Plotting data points over a box plot with specific colors & jitter in plotly

I have a plotly.graph_objects.Box plot and I am showing all points in the box plot. I need to color the markers by an attribute of the data (shown below). I also want to jitter the points (not shown below).

Using Box I can plot the points and jitter them, but I don't think I can color them.

    fig.add_trace(go.Box(
        name='Data',
        y=y,
        jitter=0.5,
        boxpoints='all',
    ))

In order to color the plots, I added a separate trace per group using Scatter instead. It looks like this (pseudo code):

for data in group_of_data:
    fig.add_trace(go.Scatter(
        name=f'{data.name}',
        x=['trace 0', 'trace 0', ..., 'trace 0'],
        y=data.values,
        marker=dict(color=data.color),
        mode='markers',
    ))

Notably the x value is the text label of the Box plot. I found that in the question: Is it possible to overlay a marker on top of a plotly.js box plot?.
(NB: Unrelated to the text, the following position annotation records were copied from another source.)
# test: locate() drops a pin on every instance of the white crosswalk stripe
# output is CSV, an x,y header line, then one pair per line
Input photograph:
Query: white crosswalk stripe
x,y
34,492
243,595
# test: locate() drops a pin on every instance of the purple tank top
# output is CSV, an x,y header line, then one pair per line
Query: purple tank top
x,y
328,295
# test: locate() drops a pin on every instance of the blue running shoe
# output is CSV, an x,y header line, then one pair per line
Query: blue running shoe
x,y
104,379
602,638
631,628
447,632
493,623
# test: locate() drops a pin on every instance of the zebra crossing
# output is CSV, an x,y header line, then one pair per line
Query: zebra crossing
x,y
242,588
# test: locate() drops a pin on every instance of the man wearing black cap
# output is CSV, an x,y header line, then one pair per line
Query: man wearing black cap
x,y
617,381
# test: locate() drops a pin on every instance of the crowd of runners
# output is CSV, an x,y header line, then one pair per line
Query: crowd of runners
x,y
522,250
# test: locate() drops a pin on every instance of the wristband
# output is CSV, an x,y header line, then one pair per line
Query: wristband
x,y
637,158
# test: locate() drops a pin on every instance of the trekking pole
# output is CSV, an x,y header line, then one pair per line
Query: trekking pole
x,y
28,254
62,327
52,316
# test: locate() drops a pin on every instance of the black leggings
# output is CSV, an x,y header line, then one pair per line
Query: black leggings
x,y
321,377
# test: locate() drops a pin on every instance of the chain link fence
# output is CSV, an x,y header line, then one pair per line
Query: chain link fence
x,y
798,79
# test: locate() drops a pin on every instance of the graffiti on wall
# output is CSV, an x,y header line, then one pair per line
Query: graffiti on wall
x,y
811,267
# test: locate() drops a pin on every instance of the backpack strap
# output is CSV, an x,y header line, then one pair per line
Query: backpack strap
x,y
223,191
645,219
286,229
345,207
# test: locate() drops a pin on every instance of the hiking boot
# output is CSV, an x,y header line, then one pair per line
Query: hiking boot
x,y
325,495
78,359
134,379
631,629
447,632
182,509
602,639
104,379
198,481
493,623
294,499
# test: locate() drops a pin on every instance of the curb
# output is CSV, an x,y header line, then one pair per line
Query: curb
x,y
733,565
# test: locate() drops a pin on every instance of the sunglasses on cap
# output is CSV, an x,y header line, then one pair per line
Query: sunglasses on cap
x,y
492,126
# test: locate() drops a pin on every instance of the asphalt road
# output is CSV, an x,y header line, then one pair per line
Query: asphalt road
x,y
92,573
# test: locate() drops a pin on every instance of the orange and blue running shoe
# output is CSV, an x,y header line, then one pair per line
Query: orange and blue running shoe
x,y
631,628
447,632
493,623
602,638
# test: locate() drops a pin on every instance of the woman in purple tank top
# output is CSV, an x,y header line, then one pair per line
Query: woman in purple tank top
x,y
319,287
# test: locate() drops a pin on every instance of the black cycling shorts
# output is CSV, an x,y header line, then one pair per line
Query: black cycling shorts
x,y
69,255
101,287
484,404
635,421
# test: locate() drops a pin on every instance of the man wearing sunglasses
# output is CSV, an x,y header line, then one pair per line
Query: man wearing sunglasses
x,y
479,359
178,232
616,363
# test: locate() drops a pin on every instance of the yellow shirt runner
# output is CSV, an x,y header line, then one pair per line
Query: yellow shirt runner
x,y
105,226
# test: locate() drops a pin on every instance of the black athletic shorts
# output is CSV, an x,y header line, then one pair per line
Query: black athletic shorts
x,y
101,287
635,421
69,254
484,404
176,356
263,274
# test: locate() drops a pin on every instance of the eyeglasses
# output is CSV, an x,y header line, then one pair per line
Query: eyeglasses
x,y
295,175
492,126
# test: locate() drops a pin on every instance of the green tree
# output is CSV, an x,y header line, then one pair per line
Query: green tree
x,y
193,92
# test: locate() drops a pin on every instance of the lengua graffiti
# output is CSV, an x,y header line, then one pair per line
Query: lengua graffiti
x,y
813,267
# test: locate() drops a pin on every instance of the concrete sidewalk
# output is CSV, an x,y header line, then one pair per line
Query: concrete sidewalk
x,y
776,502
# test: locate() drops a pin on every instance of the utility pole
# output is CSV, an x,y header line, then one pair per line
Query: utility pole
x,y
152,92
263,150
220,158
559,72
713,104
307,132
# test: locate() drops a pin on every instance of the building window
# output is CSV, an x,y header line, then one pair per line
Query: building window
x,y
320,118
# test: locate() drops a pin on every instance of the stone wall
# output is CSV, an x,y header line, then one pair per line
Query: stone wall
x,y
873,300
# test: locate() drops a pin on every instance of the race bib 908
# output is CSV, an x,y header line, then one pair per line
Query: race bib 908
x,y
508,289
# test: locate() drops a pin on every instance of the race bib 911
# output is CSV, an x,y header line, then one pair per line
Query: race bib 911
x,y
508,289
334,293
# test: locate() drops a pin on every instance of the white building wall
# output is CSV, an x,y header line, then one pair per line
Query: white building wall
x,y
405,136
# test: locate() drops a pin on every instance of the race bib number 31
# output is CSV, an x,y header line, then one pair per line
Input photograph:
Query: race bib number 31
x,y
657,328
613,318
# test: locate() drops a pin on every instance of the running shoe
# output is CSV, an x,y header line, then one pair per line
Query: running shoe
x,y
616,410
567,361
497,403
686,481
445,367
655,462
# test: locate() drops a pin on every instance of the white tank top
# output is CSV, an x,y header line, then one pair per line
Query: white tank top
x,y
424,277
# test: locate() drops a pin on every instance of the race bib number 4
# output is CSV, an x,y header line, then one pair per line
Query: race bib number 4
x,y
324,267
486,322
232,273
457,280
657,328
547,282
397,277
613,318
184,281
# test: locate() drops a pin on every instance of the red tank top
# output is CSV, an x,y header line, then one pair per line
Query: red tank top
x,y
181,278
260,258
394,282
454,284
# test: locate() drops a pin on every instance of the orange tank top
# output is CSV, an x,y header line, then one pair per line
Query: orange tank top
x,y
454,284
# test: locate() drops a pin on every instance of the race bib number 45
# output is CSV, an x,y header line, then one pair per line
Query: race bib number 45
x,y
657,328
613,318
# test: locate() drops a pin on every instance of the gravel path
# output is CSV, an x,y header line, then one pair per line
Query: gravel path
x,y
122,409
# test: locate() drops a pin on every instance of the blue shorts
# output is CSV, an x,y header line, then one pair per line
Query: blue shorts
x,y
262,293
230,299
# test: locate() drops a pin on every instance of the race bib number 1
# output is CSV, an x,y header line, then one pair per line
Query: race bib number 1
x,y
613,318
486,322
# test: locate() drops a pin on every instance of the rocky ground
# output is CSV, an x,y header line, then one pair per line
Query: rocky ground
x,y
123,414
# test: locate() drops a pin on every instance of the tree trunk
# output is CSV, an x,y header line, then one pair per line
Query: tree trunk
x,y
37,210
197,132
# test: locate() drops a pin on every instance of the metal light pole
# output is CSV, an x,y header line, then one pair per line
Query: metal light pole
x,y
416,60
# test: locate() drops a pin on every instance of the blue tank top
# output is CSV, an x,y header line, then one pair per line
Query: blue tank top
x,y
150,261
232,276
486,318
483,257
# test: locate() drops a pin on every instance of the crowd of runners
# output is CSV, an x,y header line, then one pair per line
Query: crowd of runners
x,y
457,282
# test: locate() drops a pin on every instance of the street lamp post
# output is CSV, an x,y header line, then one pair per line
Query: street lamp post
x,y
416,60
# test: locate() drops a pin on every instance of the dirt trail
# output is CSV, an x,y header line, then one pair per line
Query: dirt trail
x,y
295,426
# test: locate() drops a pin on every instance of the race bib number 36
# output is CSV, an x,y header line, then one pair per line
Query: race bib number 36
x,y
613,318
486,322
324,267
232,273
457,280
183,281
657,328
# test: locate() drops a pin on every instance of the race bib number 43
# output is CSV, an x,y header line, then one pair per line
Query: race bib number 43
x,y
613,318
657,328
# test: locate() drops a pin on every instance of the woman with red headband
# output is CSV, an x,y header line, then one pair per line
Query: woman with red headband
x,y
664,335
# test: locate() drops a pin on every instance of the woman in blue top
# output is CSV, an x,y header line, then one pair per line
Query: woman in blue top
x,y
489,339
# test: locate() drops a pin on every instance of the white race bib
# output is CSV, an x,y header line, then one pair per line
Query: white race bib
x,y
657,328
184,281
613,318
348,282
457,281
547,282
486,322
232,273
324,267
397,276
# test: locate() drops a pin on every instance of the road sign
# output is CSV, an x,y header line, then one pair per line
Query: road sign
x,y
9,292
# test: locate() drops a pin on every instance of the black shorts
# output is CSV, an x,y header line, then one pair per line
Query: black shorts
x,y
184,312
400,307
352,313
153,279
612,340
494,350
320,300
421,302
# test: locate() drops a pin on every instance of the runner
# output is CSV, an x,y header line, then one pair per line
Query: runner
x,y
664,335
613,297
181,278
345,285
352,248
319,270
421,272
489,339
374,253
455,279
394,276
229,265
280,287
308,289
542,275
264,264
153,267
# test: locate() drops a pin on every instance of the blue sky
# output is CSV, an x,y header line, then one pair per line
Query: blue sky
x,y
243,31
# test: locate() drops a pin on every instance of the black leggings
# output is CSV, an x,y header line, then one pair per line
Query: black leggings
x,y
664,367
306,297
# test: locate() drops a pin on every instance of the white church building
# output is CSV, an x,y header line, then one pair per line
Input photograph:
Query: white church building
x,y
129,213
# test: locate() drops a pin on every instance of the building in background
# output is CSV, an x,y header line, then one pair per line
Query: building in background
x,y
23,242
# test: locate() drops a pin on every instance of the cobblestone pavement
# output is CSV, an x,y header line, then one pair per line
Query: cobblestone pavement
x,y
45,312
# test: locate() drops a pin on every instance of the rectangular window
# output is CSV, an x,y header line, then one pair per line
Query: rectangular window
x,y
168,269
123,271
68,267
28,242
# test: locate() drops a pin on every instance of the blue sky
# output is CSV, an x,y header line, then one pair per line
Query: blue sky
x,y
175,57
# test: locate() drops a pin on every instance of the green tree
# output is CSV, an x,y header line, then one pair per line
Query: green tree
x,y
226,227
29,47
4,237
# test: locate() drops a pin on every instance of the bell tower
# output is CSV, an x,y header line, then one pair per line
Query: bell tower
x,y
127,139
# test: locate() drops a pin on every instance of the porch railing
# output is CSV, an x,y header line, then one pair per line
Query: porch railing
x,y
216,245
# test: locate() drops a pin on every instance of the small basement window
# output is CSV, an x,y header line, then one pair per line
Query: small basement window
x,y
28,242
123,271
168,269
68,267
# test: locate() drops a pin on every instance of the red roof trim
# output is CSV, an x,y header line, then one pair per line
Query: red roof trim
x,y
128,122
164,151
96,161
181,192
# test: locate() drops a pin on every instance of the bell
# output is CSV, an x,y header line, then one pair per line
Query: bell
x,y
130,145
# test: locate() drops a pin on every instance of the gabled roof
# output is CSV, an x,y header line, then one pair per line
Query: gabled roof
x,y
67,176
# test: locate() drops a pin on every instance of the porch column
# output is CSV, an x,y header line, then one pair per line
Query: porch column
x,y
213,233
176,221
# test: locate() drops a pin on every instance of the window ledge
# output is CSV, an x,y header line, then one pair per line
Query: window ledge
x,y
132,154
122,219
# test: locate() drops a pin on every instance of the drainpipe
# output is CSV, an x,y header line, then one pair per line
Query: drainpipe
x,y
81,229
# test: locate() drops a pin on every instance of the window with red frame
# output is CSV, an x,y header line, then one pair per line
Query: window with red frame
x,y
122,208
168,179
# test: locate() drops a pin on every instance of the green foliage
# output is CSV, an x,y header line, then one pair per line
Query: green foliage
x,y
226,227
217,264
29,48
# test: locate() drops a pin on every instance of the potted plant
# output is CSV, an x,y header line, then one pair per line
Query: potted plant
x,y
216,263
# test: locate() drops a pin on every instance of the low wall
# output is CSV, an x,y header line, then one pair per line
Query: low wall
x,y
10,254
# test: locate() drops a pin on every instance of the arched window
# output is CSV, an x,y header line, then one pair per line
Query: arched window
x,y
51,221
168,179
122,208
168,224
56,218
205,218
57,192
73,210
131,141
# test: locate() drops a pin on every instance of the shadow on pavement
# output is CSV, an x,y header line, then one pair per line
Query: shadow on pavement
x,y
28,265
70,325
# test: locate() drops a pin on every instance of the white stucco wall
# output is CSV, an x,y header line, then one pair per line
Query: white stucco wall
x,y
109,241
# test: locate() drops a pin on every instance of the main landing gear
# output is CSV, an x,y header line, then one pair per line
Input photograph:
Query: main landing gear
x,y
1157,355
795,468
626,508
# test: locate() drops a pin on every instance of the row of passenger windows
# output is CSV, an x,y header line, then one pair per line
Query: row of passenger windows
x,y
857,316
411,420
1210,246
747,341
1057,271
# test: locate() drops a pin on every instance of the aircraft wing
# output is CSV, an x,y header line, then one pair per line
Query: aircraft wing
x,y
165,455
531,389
Now I can plot the scatter overlay in the right color by using go.Scatter + go.Box together, but since my x values are text labels (to line them up with the Box plot), I don't know how to add jitter to the Scatter plot. Normally you can add a random value to the x values to make a scatter plot jitter, but when x is a text label I can't.

enter image description here


Solution 1:

Since there is no data presented, I am using appropriate sample data to create the graph. The structure of the data is creating a data frame for the strip graph. The graph name column, y0 and y1 are added together, and the color is set to that. The boxplot uses y0 and y1. First, we draw a strip graph, and then add an additional box plot. I think there is a reason why the legend is not arranged in numerical order in the resulting graph. I checked and there is only standard, reverse order, and by group, but the order could not be changed at this time.

import plotly.express as px
import numpy as np
import pandas as pd
np.random.seed(1)

y0 = np.random.randn(50) - 1
y1 = np.random.randn(50) + 1

df = pd.DataFrame({'graph_name':['trace 0']*len(y0)+['trace 1']*len(y1),
                  'value': np.concatenate([y0,y1],0),
                   'color':np.random.choice([0,1,2,3,4,5,6,7,8,9], size=100, replace=True)}
                 )

fig = px.strip(df,
         x='graph_name',
         y='value',
         color='color',
         stripmode='overlay')

fig.add_trace(go.Box(y=df.query('graph_name == "trace 0"')['value'], name='trace 0'))
fig.add_trace(go.Box(y=df.query('graph_name == "trace 1"')['value'], name='trace 1'))

fig.update_layout(autosize=False,
                  width=600,
                  height=600,
                  legend={'traceorder':'normal'})

fig.show()

enter image description here